Left intact, Smith pointed out, were “all of the market reforms.” But, she said, “I don’t think that insurers are going to think it’s sustainable to have none of the risk adjustment and premium subsidies,” leaving them with a number of federal mandates, including required services that their health plans must cover.
“We’re going to need a road map for individual and small group market coverage [for plan year 2018] by April at the latest, given the timelines for filing products and rates, and getting approval by states,” said Kris Haltmeyer, vice president, health policy and analysis, for the Chicago-based Blue Cross Blue Shield Association.
The insurance industry will “need to see stability and that Congress will honor the [subsidy] commitments that have already been made for 2016 and 2017 for products that have been priced and are out in the market.
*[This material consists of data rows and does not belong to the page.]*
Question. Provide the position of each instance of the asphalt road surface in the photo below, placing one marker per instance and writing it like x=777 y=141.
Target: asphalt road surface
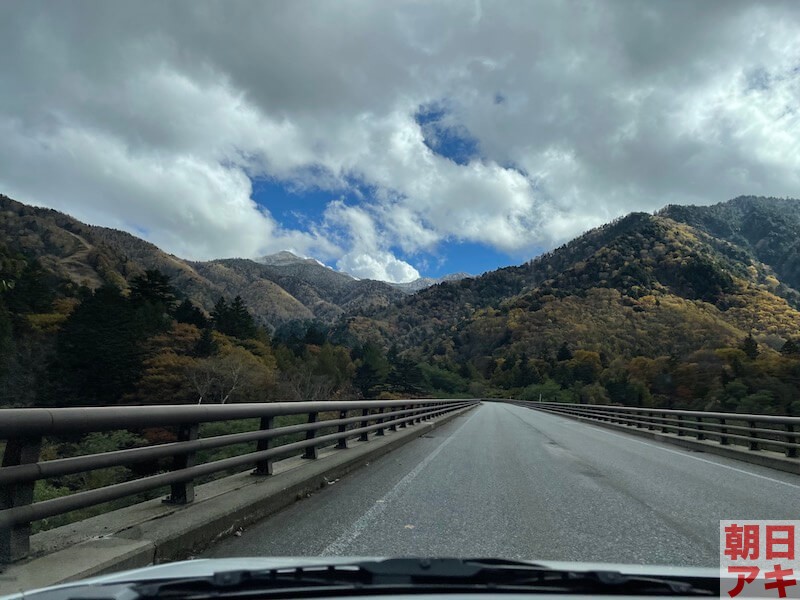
x=511 y=482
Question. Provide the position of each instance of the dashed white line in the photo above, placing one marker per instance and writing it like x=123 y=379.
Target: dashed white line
x=340 y=544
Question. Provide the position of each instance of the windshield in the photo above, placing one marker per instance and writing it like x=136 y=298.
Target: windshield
x=513 y=280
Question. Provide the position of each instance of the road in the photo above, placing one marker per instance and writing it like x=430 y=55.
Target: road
x=512 y=482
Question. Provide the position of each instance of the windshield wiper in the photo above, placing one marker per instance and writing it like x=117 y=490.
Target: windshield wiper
x=417 y=575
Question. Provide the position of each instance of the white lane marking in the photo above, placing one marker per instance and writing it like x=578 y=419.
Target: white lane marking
x=629 y=438
x=358 y=527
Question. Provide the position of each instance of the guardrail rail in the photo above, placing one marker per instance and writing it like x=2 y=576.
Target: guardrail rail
x=23 y=430
x=753 y=432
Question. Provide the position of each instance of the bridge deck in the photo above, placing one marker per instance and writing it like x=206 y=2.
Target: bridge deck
x=508 y=481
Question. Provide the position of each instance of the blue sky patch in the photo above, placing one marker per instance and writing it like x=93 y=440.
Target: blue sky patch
x=445 y=137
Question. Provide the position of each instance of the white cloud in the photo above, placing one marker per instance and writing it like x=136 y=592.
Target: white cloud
x=152 y=117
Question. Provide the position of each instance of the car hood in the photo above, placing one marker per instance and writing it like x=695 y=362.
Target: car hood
x=209 y=566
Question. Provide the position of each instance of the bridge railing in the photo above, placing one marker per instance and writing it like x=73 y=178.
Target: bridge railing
x=24 y=429
x=753 y=432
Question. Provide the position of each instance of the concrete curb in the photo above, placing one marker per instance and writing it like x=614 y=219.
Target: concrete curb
x=152 y=532
x=764 y=458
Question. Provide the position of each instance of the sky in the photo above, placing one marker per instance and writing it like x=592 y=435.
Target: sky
x=393 y=139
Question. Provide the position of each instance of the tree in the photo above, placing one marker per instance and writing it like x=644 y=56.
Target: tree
x=99 y=350
x=750 y=347
x=233 y=375
x=153 y=287
x=372 y=370
x=206 y=345
x=234 y=319
x=790 y=348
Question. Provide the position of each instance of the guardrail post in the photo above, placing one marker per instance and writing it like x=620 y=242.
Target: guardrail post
x=792 y=439
x=264 y=467
x=342 y=444
x=312 y=451
x=364 y=437
x=753 y=435
x=15 y=540
x=182 y=492
x=380 y=431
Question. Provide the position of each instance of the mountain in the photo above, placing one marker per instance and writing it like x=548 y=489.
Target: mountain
x=767 y=229
x=305 y=268
x=421 y=283
x=285 y=258
x=643 y=285
x=286 y=289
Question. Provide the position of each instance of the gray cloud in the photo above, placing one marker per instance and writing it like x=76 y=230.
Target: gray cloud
x=151 y=116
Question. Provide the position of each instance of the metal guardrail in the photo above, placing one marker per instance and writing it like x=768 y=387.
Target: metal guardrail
x=753 y=432
x=23 y=429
And we need predictability going forward to see what the pathway is for the next two to three years.”
“There are a lot of challenges if you go ahead and repeal, even with a transition, and don’t provide signals to the health insurance market about what the industry is going to look like,” said Jeanette Thornton, senior vice president at America’s Health Insurance Plans, a Washington, D.C.-based trade association representing the health insurance community.
She agreed with Haltmeyer that “making design changes to benefits and networks takes time” and that “plans are developing products and rates in the spring for the following year. We’ve been stressing the need to have some certainly, some rules of the road, to understand what the market is going to transition to so we can be prepared and make those changes.”
With the market reforms and consumer protections that Republicans are signaling they want to keep, “what’s it all going to look like?” Thornton wondered. “There’s no shortage of work if you work in health policy right now.”